Von der Jugend [De la jeunesse], Von der Schönheit [De la beauté] et Der Trinker im Frühling [L’Ivrogne au printemps] sont tous trois issus de poèmes de Li-Tai-Po et font office de scherzo. Le premier dépeint deux amis se prélassant dans une nature chinoise apaisante ; le second, marqué par la seule intervention des timbales de l’œuvre entière, la chevauchée folle des «fringants coursiers» de deux «beaux garçons» allant à la rencontre de deux gracieuses jeunes filles au bord de l’eau. Leur esprit espiègle et joyeux témoigne du même raffinement orchestral que les deux premiers mouvements, et l’usage de la gamme pentatonique leur insuffle un parfum oriental en adéquation avec le texte. Enfin, le troisième chant est un écho, cette fois dans un la majeur rayonnant, de la célébration du vin du premier mouvement. Le chant de l’oiseau perçu par l’homme ivre symbolise le réconfort de la terre, c’est «comme dans un rêve».
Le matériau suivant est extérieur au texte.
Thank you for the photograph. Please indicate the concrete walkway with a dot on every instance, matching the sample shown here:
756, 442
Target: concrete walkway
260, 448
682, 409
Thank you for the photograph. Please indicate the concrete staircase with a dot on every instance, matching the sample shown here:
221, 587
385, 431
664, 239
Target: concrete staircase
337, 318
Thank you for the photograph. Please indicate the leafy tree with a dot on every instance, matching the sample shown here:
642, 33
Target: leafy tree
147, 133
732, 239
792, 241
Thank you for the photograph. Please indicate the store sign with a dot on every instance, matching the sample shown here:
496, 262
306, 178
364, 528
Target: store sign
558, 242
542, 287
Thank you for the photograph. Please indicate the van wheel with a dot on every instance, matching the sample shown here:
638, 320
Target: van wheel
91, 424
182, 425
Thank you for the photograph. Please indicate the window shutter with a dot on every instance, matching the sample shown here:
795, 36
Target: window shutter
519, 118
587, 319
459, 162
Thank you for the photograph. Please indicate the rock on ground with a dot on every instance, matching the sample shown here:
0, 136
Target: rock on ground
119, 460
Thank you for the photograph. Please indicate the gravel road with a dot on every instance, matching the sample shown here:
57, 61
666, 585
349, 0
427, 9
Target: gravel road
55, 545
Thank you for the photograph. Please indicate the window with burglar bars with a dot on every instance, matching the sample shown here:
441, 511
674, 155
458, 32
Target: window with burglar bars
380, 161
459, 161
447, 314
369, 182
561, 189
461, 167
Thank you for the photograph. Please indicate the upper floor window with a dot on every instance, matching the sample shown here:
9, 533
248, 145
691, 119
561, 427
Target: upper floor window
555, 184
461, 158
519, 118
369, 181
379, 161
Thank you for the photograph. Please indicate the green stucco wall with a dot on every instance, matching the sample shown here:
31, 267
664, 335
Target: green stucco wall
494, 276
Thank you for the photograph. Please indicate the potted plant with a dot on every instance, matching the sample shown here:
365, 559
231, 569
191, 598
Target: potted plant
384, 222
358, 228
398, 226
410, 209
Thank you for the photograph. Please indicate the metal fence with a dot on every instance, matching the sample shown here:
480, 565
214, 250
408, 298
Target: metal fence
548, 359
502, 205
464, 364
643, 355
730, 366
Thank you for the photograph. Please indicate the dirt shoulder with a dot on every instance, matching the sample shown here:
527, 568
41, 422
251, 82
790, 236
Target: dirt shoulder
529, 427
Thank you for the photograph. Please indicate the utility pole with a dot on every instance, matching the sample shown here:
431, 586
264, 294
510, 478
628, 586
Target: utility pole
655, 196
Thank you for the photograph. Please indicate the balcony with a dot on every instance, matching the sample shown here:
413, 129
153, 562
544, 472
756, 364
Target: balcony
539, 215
Un climat de désolation ouvre le dernier lied, Der Abschied [L’Adieu]. Il est composé de deux poèmes distincts, retravaillés par Mahler, reliés par un vaste crescendo orchestral prenant la forme d’une marche funèbre. Les lignes mélodiques se superposent librement les unes aux autres, dans un cadre rythmique lui aussi très libre où la barre de mesure est parfois absente et où le rythme à trois temps se subdivise parfois en deux blanches ou quatre noires. La voix d’alto fait son apparition, «sans expression», parfaitement fondue dans cet ensemble de timbres extrêmement varié. Une mandoline introduit la conclusion de cette première partie où, dans un grand climax émotionnel, l’attente mystérieuse d’un ami «pour le dernier adieu» s’accompagne de la vision extatique de la beauté de la nature : «Ô beauté ! Ô monde à jamais ivre d’amour et de vie !» Une étonnante marche funèbre symphonique se prépare alors pour relier cette première partie au second poème. La voix revient comme au début, «sans expression», dans une atmosphère figée, encore tragique : «Il descendit de cheval, et lui tendit le breuvage de l’adieu.» Mais l’atmosphère s’éclaire quand la résignation devient inévitable avec ce vers de Mahler lui-même : «Calme est mon cœur, il attend son heure.» Les derniers vers, également de Mahler, célèbrent l’éternel printemps et atteignent une dimension cosmique grâce à une musique d’une beauté absolue, d’une liberté rythmique qui la rend quasi «imbattable» pour le chef d’orchestre, amalgame unique de tristesse et d’extase, porté par les pleurs de harpe, les accords de bois, la mandoline et les derniers arpèges cristallins du célesta, pour accompagner les derniers «Ewig» [«À jamais»].
– Raphaël Charnay
* Gamme pentatonique : gamme de cinq notes, au lieu des sept de la gamme occidentale, que l’on trouve notamment dans la musique chinoise [ndlr].